Among all the “Tesla challengers”, Faraday Future is one of the more unusual ones. It was co-founded by Chinese businessman Jia Yueting, best known as the founder of the rapidly growing (and quickly sinking) firm LeEco. Founded in the US, Faraday Future has repeatedly run into financial troubles and struggled to survive, despite plenty of high-profile publicity.
Four years after the company was founded and 19 months after it first showed off a much-hyped prototype, Faraday Future finally showed the world its first pre-production electric car in August 2018: The FF 91, an “ultra-luxury intelligent EV.”
Jia Yueting first came to prominence as the founder of Leshi, which eventually became one of China’s most popular video streaming services.
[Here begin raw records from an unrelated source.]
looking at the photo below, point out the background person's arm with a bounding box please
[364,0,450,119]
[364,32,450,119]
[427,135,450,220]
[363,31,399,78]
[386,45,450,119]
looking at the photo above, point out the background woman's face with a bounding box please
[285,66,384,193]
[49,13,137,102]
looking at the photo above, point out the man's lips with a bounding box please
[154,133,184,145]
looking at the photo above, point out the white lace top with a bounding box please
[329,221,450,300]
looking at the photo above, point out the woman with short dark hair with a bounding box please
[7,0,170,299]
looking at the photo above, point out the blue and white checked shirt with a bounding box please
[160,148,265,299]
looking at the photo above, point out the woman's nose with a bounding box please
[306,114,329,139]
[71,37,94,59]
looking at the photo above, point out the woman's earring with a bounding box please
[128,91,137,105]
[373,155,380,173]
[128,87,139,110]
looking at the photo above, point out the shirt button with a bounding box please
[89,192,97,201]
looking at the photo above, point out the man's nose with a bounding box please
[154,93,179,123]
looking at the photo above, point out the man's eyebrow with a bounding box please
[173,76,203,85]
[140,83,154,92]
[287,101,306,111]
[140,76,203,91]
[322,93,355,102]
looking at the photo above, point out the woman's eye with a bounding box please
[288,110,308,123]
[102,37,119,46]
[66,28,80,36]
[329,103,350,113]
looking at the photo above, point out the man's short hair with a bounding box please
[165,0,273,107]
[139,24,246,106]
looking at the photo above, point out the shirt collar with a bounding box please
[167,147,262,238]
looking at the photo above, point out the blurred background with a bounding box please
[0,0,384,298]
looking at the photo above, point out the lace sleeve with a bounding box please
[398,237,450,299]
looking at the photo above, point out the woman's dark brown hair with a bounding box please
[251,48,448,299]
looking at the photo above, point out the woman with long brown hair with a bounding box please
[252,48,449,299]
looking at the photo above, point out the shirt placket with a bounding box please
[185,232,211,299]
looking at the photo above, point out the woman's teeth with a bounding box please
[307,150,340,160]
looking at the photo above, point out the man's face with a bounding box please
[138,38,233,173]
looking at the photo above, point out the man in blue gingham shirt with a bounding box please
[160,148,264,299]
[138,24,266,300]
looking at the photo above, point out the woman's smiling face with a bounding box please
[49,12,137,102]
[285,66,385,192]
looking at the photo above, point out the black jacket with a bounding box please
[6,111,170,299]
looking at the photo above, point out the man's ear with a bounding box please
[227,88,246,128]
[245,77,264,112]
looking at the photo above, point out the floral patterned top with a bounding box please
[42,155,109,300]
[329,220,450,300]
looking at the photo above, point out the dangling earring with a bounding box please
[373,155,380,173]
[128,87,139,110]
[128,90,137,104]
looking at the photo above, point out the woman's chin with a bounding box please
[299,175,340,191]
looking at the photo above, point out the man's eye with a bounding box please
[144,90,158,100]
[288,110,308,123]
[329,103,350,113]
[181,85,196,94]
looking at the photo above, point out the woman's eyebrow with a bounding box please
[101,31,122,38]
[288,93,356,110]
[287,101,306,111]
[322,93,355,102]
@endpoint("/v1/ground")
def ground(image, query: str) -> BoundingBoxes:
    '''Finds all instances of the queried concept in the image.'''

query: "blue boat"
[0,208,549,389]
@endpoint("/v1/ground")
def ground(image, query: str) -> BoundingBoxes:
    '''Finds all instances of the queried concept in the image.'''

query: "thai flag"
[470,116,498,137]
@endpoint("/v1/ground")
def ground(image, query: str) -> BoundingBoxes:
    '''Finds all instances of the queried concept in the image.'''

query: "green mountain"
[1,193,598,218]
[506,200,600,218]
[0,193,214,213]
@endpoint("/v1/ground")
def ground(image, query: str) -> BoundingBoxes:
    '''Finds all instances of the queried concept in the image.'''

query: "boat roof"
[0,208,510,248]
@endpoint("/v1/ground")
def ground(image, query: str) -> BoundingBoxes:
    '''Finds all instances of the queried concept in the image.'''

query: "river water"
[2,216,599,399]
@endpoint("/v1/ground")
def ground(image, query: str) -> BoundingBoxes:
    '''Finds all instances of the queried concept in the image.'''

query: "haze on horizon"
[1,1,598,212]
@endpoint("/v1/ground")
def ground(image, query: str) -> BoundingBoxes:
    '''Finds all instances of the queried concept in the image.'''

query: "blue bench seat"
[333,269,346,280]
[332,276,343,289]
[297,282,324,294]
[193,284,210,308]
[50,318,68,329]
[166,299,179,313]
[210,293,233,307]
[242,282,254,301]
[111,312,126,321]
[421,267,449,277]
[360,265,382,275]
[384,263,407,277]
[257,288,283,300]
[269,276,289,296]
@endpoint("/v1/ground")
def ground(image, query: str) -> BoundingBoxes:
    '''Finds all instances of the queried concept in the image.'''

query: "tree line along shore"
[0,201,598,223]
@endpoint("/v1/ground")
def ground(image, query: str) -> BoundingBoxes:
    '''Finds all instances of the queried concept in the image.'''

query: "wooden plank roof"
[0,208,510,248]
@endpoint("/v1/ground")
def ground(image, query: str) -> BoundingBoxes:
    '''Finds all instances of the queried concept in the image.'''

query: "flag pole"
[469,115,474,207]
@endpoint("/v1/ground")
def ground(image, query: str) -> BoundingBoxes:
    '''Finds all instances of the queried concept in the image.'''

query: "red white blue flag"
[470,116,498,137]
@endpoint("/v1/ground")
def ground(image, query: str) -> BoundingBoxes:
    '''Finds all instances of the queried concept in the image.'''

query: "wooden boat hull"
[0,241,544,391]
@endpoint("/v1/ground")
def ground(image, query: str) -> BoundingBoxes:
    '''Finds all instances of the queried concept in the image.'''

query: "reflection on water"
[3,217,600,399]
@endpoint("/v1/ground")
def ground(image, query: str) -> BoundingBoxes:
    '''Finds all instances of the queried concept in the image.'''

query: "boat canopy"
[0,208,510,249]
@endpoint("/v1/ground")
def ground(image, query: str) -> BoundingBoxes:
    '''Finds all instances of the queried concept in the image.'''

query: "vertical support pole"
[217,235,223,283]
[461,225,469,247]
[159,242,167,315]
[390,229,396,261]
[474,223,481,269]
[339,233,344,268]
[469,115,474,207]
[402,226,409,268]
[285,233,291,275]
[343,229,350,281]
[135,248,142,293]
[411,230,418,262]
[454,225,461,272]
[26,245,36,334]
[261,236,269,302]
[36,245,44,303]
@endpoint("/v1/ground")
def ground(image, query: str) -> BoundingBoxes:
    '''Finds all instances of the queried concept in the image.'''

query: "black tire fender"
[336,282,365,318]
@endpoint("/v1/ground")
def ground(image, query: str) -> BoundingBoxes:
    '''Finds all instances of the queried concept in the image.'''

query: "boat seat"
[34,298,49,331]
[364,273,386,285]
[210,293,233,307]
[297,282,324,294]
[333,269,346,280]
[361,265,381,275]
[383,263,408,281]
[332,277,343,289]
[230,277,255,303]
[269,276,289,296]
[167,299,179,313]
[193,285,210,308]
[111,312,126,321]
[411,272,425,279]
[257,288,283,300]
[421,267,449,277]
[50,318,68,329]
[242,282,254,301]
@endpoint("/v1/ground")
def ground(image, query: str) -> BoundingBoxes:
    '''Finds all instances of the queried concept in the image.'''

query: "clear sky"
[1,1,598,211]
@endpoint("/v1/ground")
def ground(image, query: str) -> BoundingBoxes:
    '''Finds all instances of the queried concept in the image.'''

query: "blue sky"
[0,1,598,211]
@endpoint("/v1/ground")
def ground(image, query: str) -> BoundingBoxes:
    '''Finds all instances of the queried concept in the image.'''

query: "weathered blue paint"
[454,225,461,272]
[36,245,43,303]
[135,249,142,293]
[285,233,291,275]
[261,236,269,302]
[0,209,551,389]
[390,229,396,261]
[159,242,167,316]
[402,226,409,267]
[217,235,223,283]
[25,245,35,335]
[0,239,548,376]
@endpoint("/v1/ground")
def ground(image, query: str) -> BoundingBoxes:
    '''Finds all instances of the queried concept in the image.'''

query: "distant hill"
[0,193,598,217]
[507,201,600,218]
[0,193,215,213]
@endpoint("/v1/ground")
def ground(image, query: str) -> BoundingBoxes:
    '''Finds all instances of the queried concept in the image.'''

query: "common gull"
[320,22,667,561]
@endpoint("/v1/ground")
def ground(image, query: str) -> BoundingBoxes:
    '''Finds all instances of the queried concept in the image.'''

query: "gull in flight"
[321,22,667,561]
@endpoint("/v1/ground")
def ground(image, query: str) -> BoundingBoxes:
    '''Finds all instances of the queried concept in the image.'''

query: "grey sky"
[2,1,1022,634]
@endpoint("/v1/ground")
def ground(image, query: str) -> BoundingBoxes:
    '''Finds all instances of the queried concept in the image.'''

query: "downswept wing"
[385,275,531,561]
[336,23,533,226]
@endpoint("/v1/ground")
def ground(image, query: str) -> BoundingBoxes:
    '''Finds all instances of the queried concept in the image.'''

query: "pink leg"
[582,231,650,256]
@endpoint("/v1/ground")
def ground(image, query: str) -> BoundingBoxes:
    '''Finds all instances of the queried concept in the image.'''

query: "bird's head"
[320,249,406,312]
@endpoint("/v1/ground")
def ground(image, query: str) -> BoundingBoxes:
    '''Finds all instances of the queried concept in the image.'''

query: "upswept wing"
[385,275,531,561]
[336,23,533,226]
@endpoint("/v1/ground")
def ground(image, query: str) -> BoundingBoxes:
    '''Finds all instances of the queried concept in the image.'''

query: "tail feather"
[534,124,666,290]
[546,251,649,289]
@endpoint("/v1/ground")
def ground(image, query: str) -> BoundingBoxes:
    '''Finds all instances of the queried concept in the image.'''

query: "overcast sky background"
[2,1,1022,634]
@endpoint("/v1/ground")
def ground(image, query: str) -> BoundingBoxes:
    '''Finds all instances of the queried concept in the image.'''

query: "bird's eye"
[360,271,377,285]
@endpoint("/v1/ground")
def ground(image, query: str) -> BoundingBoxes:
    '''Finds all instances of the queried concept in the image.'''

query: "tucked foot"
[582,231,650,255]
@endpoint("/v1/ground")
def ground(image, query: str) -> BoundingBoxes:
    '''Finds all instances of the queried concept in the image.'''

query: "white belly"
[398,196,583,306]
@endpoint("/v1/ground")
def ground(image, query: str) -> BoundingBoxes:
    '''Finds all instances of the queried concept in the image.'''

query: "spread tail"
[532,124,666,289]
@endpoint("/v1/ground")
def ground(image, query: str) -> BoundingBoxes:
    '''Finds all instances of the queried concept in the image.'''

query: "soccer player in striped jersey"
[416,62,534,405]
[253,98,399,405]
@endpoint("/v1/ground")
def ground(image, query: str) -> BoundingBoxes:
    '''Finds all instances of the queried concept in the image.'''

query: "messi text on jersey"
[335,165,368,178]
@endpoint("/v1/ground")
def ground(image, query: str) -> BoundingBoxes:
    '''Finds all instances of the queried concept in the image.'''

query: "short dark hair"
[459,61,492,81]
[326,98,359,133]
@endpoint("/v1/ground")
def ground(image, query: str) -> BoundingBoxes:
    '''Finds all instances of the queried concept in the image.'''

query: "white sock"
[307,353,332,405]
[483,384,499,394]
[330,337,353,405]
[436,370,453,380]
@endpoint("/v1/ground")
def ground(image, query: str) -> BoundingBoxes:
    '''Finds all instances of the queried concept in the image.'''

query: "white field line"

Jia then led Leshi’s parent company, LeEco, into a huge variety of businesses, from smartphones to entertainment.
But that grand march into new sectors was built on a shaky financial foundation. Starting from the end of 2016, LeEco started laying off staff to cut costs, scaling back its business in the US.
While Faraday Future has said it’s a separate entity from LeEco, both companies reportedly have deep ties with each other, sharing staff and funding -- according to a lengthy report from The Verge.
What cars do Faraday Future make?
The company makes just one car, and it’s not in full production yet. The FF 91 has been called (by Faraday Future itself) an “ultra-luxury intelligent EV” that can go from 0 to 60 mph in less than three seconds, and can run for more than 300 miles on single charge -- both slightly less impressive than Tesla’s Model S.
Faraday Future first unveiled a concept car at CES 2017 to plenty of hype -- but very little substance. The company finally showed a pre-production version of the FF 91 in August 2018, but again did not reveal much about it. It’s unknown how much it will cost, but it’s likely to be quite pricey.
What problems does it face?
As LeEco’s financial troubles slowly emerged, Faraday Future scrapped plans to build an expensive factory in the Nevada desert reminiscent of Tesla’s Gigafactory -- opting instead for an existing facility in California.
But Jia seemed determined to keep his dreams alive. Despite an order from China’s stock market regulator to return home, Jia stayed in the US -- reportedly taking up the position of Faraday Future’s CEO. The situation appears to have eased this year, after the automaker received a US$2 billion lifeline from a mystery investor, later revealed to be Chinese real estate behemoth Evergrande.
Faraday Future announced that it’s on track to mass produce its first batch of FF 91 cars in early 2019, as it works to build a production facility in Guangzhou, China. It’s unclear if Jia will be able to visit the center though -- as of June 2018, he was still on Beijing’s credit blacklist, banned from taking flights or trains in the country.